Decoding the shift-invariant data: applications for band-excitation scanning probe microscopy

TL;DR

This paper introduces a shift-invariant variational autoencoder (shift-VAE) for unsupervised analysis of spectral data, effectively disentangling physically relevant shifts from other variables across various microscopy and spectroscopy applications.

Contribution

The paper presents a novel shift-VAE model that can analyze spectral data with shifts, extending its application to band-excitation microscopy and other spectroscopic techniques.

Findings

Shift-VAE accurately matches ground truth parameters on synthetic data.

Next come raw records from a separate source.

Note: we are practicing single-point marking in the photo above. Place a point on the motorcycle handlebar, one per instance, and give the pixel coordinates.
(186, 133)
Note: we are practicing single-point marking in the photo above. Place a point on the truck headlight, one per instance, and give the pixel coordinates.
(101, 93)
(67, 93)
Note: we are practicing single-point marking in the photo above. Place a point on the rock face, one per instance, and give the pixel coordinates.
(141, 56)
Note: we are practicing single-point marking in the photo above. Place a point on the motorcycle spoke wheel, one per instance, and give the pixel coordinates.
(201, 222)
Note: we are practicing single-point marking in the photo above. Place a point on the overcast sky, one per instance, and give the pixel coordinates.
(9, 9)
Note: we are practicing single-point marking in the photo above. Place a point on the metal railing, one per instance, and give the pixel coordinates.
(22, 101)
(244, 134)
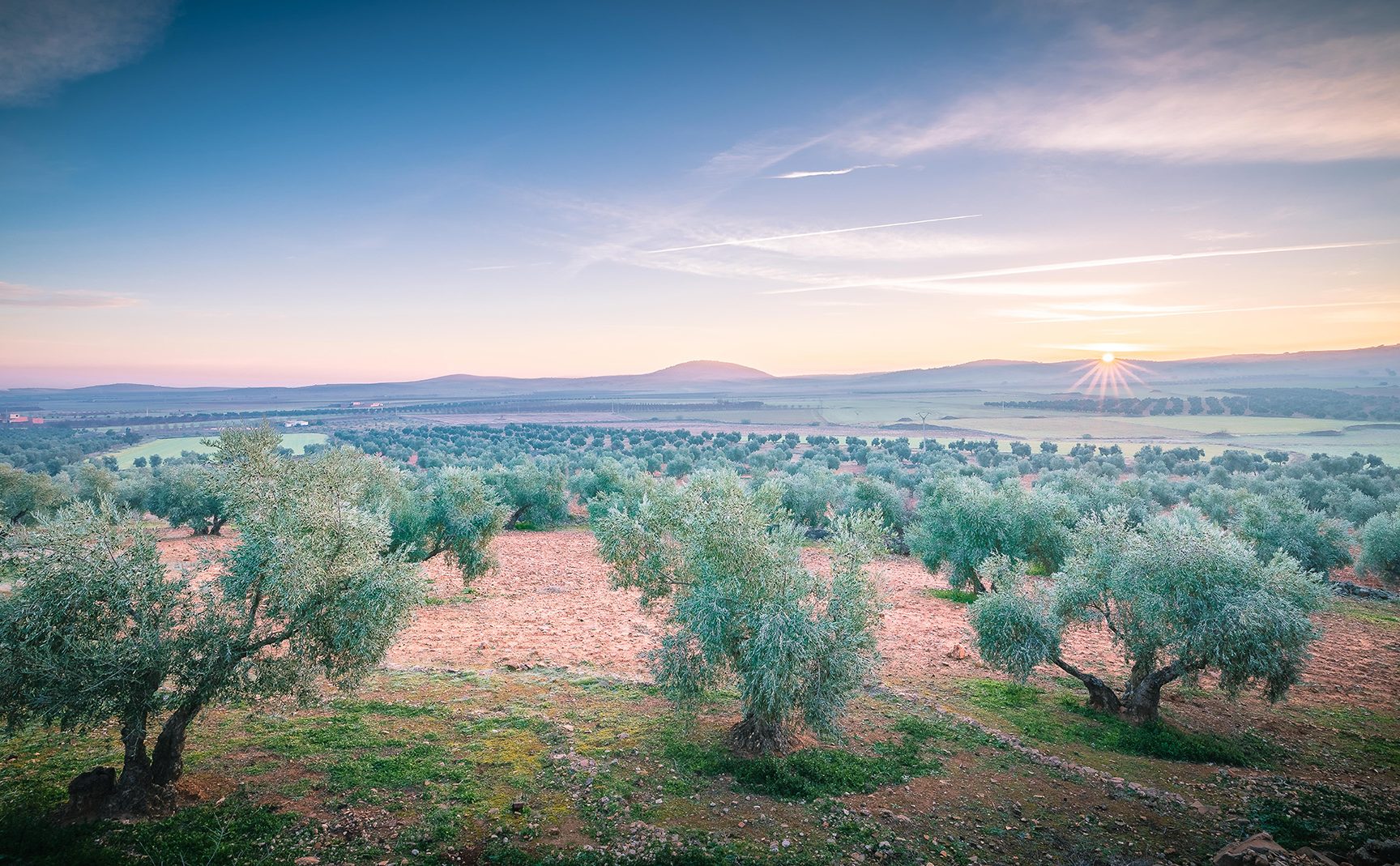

It effectively disentangles resonance shifts from peak shape parameters in BE-PFM data.

The approach enables denoising and dimensionality reduction in spectral imaging.

Abstract

A shift-invariant variational autoencoder (shift-VAE) is developed as an unsupervised method for the analysis of spectral data in the presence of shifts along the parameter axis, disentangling the physically-relevant shifts from other latent variables. Using synthetic data sets, we show that the shift-VAE latent variables closely match the ground truth parameters. The shift VAE is extended towards the analysis of band-excitation piezoresponse force microscopy (BE-PFM) data, disentangling the resonance frequency shifts from the peak shape parameters in a model-free unsupervised manner. The extensions of this approach towards denoising of data and model-free dimensionality reduction in imaging and spectroscopic data are further demonstrated. This approach is universal and can also be extended to analysis of X-ray diffraction, photoluminescence, Raman spectra, and other data sets.